On 28 January 2014 Prime Minister of Ukraine Mykola Azarov and the entire composition of the Government of Ukraine were dismissed by Decree No. 52/2014 of the President Yanukovich. All ministers, including Lebedyev, continued to fulfill their duties until the appointment of a new composition of the government. On 21 February 2014, the day when the "Agreement on settlement of political crisis in Ukraine" was struck during the Euromaidan demonstrations, Lebedyev left Kyiv and moved to Sevastopol. Hence Lebedyev had already left office before he could have been dismissed by parliament. On 27 February 2014 parliament officially dismissed Lebedyev, appointing in his place acting Minister of Defense Ihor Tenyukh.

== Post-2014 ==
Lebedyev was present at the official Kremlin signing of the 2014 Russian annexation of Crimea treaty by Russian president Vladimir Putin and Crimean leaders in Moscow on 18 March 2014. (Since the annexation of Crimea by the Russian Federation, the status of the Crimea and of the city of Sevastopol is under dispute between Russia and Ukraine; Ukraine and the majority of the international community considers the Crimea and Sevastopol an integral part of Ukraine, while Russia, on the other hand, considers the Crimea and Sevastopol an integral part of Russia, with Sevastopol functioning as a federal city within the Southern Federal District.) Following this he ran for a seat in the Sevastopol City Council for the Russian political party Rodina. In March 2014 Lebedyev was candidate of Governor of Sevastopol.

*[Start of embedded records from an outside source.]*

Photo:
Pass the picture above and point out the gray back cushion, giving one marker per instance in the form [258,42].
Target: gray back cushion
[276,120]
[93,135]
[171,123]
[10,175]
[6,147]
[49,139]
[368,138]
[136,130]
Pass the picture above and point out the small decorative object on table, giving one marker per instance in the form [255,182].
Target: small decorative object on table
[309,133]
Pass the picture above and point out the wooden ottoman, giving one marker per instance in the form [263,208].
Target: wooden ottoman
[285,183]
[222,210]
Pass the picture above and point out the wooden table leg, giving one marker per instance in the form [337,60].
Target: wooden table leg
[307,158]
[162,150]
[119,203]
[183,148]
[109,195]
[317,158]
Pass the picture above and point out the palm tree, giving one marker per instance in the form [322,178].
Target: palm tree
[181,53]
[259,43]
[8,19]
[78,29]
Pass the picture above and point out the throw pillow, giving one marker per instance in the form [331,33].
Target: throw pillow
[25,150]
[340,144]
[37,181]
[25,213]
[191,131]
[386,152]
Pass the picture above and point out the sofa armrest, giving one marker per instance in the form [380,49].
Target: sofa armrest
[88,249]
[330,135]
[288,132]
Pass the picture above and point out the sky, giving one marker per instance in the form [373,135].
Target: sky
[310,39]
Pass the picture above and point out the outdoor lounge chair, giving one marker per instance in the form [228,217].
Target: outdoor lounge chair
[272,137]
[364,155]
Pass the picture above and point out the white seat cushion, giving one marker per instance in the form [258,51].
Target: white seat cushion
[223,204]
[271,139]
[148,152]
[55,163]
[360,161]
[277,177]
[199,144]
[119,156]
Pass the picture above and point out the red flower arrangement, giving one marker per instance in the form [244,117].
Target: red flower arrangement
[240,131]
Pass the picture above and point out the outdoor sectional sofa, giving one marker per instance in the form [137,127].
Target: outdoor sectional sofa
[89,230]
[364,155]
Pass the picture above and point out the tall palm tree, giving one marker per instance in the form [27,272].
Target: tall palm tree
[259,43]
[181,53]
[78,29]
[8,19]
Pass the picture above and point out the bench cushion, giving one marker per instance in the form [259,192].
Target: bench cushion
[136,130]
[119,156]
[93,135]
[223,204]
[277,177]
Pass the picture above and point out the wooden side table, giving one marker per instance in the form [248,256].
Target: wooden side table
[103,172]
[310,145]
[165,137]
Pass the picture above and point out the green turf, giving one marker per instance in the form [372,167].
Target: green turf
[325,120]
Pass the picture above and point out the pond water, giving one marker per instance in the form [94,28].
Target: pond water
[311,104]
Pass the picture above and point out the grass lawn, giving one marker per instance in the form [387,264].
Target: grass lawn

14 March 2016, he was placed on the wanted list by the General Prosecutor's Office of Ukraine on suspicion of criminal activities and desertion.

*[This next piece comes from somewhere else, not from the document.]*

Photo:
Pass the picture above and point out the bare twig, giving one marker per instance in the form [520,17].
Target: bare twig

On 14 October 2015, Lebedev joined the collegial governing body of the Russian Union of Industrialists and Entrepreneurs (RUIE). On 16 October 2015, he was elected as the head of the coordinating council of the Crimean branches of Russian Union of Industrialists and Entrepreneurs. Deputy Chairman of Sevastopol Regional Branch of Russian Union of Industrialists and Entrepreneurs.

==Awards==
- Medal "For Distinction in Military Service" (USSR)
- Honored Economist of Ukraine
- Laureate of the State Prize of the Republic of Crimea

==Family==
Wife: Lebedieva Liudmila Petrovna (born in 1965). According to an investigation by Al Jazeera she bought Cypriot citizenship somewhere between 2017 and 2019.

Children: Aliona (born in 1983), Yulia (born in 1993), Aleksandra (born in 1994), Valeriia (born in 1997), Anastasiia (born in 2002).